An Oregon man wants healthcare workers at his wife’s assisted-living facility to stop offering her snacks—the extra calories have boosted the Alzheimer’s patient’s wispy weight far enough from the edge of death to worry him once again.
Former librarian Nora Harris, diagnosed with Alzheimer’s disease in 2009, signed an advance directive that put her husband in charge of her medical decisions. The 64-year-old woman can no longer communicate coherently or feed herself.
Her husband Bill lost a court battle last year to force workers at Fern Gardens in Medford, Ore., to stop spoon-feeding her. He said her advance directive stipulates she wouldn’t have wanted her life to be prolonged and would prefer to die under such circumstances.
On two occasions her weight dropped low enough to require hospice care, but snacks provided by healthcare workers have allowed her to rebound from 90 pounds to about 103 pounds.
Her husband may take Fern Gardens to court again to force the staff to stop feeding her.
“I want her to pass,” Bill Harris told USA Today. “I want her to end her suffering. It’s not a right-to-life issue. It’s a right-to-die issue.”
The renewed interest in the Harris case comes several months after Oregon lawmakers nixed a bill that pro-life advocates said would have allowed the dehydration and starvation of dementia, Alzheimer’s, and mentally ill patients.
Under current Oregon law, healthcare workers at nursing homes and assisted-living facilities must offer food to patients by cup or spoon. Patients can refuse the food, but they must be given the opportunity to eat.
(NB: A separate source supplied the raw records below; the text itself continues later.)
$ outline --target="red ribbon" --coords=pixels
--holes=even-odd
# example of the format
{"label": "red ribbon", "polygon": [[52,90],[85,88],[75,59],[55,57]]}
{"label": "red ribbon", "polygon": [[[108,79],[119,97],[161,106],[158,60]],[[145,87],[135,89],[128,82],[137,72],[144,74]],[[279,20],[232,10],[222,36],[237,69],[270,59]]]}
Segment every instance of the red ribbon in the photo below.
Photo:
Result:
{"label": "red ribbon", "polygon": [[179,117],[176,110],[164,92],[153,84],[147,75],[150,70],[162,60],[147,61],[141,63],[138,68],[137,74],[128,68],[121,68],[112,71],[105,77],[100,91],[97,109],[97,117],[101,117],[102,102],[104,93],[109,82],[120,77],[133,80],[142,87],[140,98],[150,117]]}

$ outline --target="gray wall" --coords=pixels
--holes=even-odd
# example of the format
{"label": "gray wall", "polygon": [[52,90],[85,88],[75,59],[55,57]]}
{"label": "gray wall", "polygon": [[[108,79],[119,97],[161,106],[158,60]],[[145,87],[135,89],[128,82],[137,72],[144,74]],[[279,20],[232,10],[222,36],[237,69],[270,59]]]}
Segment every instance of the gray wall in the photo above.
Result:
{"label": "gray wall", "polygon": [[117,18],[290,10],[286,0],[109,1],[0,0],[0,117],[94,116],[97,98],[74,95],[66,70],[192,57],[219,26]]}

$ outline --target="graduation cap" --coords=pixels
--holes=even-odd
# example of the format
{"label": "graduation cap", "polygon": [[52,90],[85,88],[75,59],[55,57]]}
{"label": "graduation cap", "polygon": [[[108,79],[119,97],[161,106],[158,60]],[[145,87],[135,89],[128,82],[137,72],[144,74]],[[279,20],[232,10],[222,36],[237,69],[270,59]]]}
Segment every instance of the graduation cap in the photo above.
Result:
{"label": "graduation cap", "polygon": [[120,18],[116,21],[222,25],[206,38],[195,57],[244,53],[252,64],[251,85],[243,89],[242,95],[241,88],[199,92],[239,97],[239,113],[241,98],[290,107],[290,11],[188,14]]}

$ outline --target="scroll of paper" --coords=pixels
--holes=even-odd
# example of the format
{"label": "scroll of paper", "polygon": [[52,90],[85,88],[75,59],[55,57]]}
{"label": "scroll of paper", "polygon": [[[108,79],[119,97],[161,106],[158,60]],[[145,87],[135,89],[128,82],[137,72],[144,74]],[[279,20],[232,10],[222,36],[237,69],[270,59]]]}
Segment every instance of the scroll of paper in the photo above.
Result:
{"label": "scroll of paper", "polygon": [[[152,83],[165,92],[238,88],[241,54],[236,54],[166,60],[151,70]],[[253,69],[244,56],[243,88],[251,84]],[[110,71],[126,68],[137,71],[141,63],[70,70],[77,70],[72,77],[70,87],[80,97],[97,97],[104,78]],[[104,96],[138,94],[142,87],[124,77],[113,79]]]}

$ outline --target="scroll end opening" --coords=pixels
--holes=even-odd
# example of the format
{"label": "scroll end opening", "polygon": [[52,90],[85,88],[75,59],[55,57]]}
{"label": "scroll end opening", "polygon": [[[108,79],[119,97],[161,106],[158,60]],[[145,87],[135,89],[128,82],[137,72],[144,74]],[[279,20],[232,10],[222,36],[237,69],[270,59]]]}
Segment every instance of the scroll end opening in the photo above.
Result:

Eric Foster, Nora Harris’ court-appointed attorney, previously countered Bill Harris’ claims in court, saying that Nora’s advance directive doesn’t mention spoon or cup feeding, only “artificial nutrition and hydration and all other forms of health care.” He noted that by opening her mouth and accepting food, “she has expressed her desire to satisfy her hunger by eating with and without help from the staff at Fern Gardens.”
Bill Harris said his wife isn’t choosing to eat, claiming she’s just opening her mouth involuntarily. But Alex Schadenberg, director of the Euthanasia Prevention Coalition, told me if a patient is still able to open his or her mouth for food and water, they are making a cognitive choice, even if they have a mental disability.
“To actually know she’s not choosing to eat, can you actually tell me you know that for sure?” he asked. “You can’t tell me you know that for sure. It’s not possible.”
Schadenberg also pointed out that generally accepted healthcare ethical standards—as well as the Oregon law—don’t categorize spoon or cup feeding as a form of medical treatment.
“If it is seen as medical treatment, then we can basically dehydrate everyone to death, because true treatment is always optional,” he said. “I can’t force you to accept treatment, just like doctors can’t be forced to do treatment.”
A case similar to the Harris’ played out two years ago in Canada, where the British Columbia Supreme Court ruled against a man seeking to prevent his wife’s nursing home from spoon-feeding her. That court ruled that spoon-feeding is “personal care, not health care.”
Safeguards for spoon-feeding exist for now, but Schadenberg noted that medical ethics continue to shift.
“All these ethics have changed over time,” he said. “The concept of denying somebody tube-feeding because they might have a head injury or they might be in a coma, not too long ago it was considered just brutal and unacceptable. … It’s all a matter of time.”
Despite the temptation for doctors, caregivers, and insurance companies to offer a cheap, easy end to the life of a terminally ill or disabled person, Schadenberg said it’s important to steer away from “the radical secular humanist idea that all humans are not equal.” Disabled or terminally people, he said, “are no less human. They are no different than you and I, even though they have a physical reality that may be very difficult to accept. We are all equal.”